12:24 pm on 30 June 2020

The Waitangi Tribunal has found the Marine and Coastal Area (Takutai Moana) Act is in breach of the Treaty of Waitangi and prejudicially affects Māori.

Kaikoura seabed rise

Kaikōura seabed. Photo: RNZ / Rebekah Parsons-King

The legislation replaced the controversial Foreshore and Seabed Act in 2011, allowing Māori to gain legal recognition of their customary rights in the marine and coastal area, which includes the high tide mark on a beach and the seabed 12 nautical miles out.

Under the Act, Māori had until April 2017 to engage directly with the Crown, or apply to the high court to have their customary interests recognised under the law. Applicants could opt for both application pathways if they wished.

But many have argued the Act is flawed and has created a process that is unclear, costly and unfair.

The Tribunal received 92 claims for stage one of the Marine and Coastal Area Inquiry, which investigated the procedural and funding regime established under the Act.

Hearings took place in March 2019.

Waitangi Tribunal findings

The tribunal found the Act failed to provide adequate and timely information about the Crown engagement pathway for applicants.

"In the Crown engagement pathway, the Crown has consistently failed to develop sufficiently detailed guiding policy and strategy, and we received no assurances that this will change any time soon," the report said.

"For claimants in this pathway, it is as if their applications have fallen into a kind of administrative limbo. Meanwhile they see applications in the High Court - including from groups with overlapping interests - apparently progressing, albeit slowly."

The tribunal found the Act failed to put in place adequate policies to ensure that the high court pathway and the Crown engagement pathway could operate cohesively.

It also found the Act breached the Treaty of Waitangi by not funding all reasonable costs incurred by the applicant.

"While acknowledging it is the Crown's prerogative to determine the mechanisms it uses to make funding available, the core premise underlying the current regime - that the Crown will only partially fund applicants' costs - breaches its Treaty Duty of active protection and creates very real prejudice," the report said.

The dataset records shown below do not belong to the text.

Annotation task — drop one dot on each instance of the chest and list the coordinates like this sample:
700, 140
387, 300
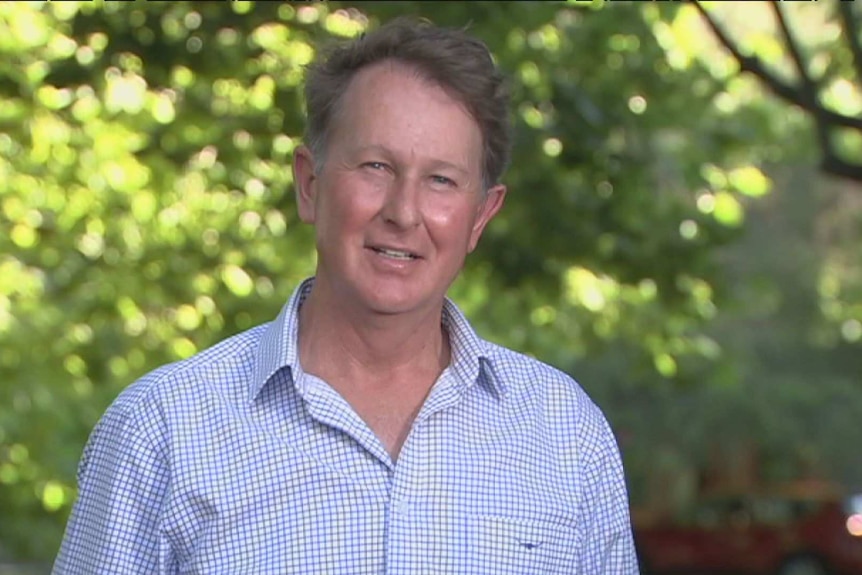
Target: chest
459, 500
388, 413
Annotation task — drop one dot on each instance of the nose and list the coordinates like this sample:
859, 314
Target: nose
401, 206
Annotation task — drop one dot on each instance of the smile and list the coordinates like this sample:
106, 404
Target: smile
397, 254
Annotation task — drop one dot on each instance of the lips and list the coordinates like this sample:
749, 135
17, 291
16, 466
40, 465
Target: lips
396, 253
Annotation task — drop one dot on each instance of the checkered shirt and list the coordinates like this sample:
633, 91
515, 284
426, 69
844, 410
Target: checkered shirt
235, 461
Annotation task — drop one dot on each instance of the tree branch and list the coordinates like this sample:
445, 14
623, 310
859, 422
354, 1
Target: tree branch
836, 166
808, 90
851, 32
779, 87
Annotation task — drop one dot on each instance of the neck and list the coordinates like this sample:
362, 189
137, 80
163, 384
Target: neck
336, 343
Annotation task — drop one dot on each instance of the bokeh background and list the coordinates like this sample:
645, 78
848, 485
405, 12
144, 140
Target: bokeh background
682, 232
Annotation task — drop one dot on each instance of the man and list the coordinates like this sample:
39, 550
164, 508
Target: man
367, 429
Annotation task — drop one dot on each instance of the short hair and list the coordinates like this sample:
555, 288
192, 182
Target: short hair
459, 63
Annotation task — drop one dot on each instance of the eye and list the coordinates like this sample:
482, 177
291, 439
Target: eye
375, 165
443, 181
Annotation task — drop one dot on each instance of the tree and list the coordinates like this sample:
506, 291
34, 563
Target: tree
145, 184
819, 88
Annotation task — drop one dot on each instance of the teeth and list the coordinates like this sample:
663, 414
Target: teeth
394, 253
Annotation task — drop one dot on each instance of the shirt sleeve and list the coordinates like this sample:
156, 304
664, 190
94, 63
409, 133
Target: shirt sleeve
609, 544
122, 480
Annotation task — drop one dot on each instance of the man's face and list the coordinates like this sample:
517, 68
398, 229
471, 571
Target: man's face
398, 203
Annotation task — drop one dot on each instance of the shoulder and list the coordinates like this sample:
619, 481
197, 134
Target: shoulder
223, 369
564, 407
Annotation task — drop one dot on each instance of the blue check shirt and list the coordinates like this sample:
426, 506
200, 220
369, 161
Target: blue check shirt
235, 461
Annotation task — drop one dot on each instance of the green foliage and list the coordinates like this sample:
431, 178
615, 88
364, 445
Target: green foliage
145, 184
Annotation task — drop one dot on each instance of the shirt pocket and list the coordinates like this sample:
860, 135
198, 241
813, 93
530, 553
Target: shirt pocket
502, 545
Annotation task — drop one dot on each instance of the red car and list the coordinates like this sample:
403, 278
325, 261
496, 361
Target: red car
784, 532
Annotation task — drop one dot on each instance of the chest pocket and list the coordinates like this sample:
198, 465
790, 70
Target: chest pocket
502, 546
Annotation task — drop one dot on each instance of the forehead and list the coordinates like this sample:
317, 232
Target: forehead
392, 104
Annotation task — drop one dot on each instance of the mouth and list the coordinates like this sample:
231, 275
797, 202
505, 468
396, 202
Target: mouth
394, 253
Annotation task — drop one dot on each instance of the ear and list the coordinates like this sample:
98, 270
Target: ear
485, 211
304, 181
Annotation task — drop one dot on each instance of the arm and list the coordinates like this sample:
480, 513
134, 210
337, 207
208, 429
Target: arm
609, 543
123, 479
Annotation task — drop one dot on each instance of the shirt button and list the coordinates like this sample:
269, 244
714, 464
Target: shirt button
401, 507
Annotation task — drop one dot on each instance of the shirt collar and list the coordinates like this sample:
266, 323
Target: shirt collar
279, 347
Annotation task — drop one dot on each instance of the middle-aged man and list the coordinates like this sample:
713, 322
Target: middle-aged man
368, 429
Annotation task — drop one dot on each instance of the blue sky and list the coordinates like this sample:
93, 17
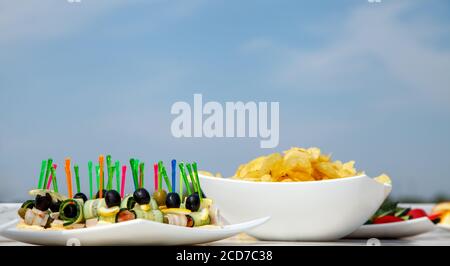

"So too does its failure to sufficiently fund certain milestones and tasks claimants must undertake to pursue and protect their interests, whatever pathway they have chosen."

The tribunal found the Act failed to actively support efforts to resolve overlapping interests in the marine and coastal area, enable timely access to funding for applicants in the Crown engagement pathway, and fund judicial reviews for Crown engagement applicants.

Why was the Act created in the first place?

The Act was created to replace the controversial Foreshore and Seabed Act 2004.

In 2003, the Court of Appeal surprised the then-Labour government by ruling that Māori might be able to show customary ownership of marine and coastal areas around the country.

The government responded by creating the Foreshore and Seabed Act in 2004, which essentially gave the government legal ownership of marine and coastal areas, and extinguished any rights that Māori might have.

When the National Party was in government it abolished the Foreshore and Seabed Act with help from the Māori Party, and created the Marine and Coastal Area (Takutai Moana) Act.

It allowed Māori to explore what their legal rights were in the marine and coastal area and potentially have them recognised.

Waitangi tribunal recommendations

The tribunal recommends that the Act's procedural and resourcing arrangements be amended to give effect to Treaty principles.

It asked the Crown to urgently address the lack of cohesion between the two application pathways, and to consider the Legal Aid scheme to make applications affordable.

To improve the Crown's support for applicants seeking to resolve overlapping interests, the Tribunal has suggested that the Crown provides applicants with funding and administrative support, access to facilitators and mediators, and access to tikanga-based resolution processes.

Part two of the tribunal's inquiry will look into the substance of the Act itself, and whether it adequately recognises and protects Māori customary rights as the Treaty requires.